In un futuro prossimo la produzione si arricchirà con la presenza di Spumante ottenuto con metodo classico, un vino passito ottenuto da vitigni aromatici e con la produzione di bottiglia da 0.375 lt nella varietà Nero D'Avola e Grillo.
L'unione delle due sinergie tra la coltivazione diretta dei vigneti curata in prima persona da Claudio, proprietario e socio della società Dominamiccina Srl e da Saverio, enologo anch'esso socio di Dominamiccina Srl affermatosi in cantine Settesoli allievo del "Principe degli Enologi" Carlo Corino, fa si che il prodotto venga seguito meticolosamente dalla vigna alla bottiglia finita assicurando i migliori standard di qualità tramite l'imbottigliamento che segue le norme ISO 14000.
Miccina, luogo di produzione dei vini Domina Miccina, è una fertile contrada collinare a circa 350 metri slm sovrastante il corso del torrente Senurio affluente del fiume Belice.
E' localizzata tra i comuni di Sambuca di Sicilia e di Contessa Entellina territorio iscritto alla DOC Contessa Entellina i IGT Sicilia. La sua vocazione agricola e vitivinicola è millenaria, come testimoniano i tanti frammenti di contenitori in creta disseminati sul terreno e frutto di secoli di arature.

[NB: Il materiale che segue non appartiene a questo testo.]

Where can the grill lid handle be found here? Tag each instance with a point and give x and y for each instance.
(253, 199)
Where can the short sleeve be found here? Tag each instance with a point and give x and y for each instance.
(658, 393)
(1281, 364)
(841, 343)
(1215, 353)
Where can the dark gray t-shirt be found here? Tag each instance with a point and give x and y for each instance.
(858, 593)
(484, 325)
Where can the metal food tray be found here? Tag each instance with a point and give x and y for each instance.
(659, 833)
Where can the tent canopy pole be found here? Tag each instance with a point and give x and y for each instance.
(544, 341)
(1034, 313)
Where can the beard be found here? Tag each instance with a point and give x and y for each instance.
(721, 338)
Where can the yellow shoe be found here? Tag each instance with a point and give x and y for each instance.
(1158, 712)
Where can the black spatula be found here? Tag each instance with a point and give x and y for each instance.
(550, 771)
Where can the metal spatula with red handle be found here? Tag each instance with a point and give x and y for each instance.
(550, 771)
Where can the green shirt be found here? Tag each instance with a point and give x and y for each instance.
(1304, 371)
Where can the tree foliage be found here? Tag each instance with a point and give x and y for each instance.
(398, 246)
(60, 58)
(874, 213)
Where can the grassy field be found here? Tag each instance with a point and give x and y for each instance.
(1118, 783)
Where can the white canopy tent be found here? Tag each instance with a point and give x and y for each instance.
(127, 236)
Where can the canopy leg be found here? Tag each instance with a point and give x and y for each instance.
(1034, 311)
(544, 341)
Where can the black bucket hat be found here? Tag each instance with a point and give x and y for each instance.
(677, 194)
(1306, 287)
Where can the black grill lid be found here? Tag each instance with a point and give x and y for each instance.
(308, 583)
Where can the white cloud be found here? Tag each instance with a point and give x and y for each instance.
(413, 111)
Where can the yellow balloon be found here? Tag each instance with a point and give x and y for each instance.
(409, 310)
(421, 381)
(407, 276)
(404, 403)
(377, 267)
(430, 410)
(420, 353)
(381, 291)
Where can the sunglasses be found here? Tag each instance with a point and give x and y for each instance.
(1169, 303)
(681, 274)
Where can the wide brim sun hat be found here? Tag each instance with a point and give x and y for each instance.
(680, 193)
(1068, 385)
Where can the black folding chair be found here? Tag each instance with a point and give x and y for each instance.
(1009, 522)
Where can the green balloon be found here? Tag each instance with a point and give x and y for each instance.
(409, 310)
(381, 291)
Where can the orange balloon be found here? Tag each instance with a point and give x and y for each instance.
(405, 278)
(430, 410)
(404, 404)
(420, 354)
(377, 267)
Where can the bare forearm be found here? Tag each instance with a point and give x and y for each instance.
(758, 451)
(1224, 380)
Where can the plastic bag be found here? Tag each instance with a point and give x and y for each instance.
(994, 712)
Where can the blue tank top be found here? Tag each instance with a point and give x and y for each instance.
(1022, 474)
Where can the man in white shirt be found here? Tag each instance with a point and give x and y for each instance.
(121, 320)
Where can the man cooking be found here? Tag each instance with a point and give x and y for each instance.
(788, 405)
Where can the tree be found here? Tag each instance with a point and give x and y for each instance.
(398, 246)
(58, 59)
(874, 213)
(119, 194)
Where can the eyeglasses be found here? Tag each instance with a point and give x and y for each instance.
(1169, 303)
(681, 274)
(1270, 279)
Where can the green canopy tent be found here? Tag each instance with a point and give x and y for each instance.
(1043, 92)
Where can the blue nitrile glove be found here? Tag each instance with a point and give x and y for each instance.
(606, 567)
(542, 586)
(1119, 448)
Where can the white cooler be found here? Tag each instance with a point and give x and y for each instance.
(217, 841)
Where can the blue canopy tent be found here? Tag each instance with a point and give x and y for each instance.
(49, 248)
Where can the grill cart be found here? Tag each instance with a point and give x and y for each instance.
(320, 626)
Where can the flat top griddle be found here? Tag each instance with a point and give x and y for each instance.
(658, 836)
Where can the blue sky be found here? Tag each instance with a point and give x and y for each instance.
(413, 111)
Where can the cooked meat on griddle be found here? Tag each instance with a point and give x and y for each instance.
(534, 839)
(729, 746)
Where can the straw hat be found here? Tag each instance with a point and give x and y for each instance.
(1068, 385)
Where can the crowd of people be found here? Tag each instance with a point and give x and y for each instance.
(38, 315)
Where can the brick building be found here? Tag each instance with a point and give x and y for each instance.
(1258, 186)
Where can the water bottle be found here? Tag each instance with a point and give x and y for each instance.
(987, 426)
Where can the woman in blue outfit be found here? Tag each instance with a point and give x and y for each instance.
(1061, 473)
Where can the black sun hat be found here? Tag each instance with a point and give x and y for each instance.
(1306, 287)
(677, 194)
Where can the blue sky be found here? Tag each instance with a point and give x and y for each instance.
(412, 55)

I segni archeologici e la toponomastica evidenziano la presenza di una "massa" di epoca romana appartenuta ad una ricca famiglia della Roma tardo imperiale. Nel medioevo appartenne all'Abbazia
benedettina di Monreale e, in successione ai beni dotali dell'infante Eleonora di Aragona.
Dalla fine del XVIII secolo il Feudo Miccina, smembrato, con Azienda Agricola e ampia masseria, appartiene alla famiglia Ciaccio.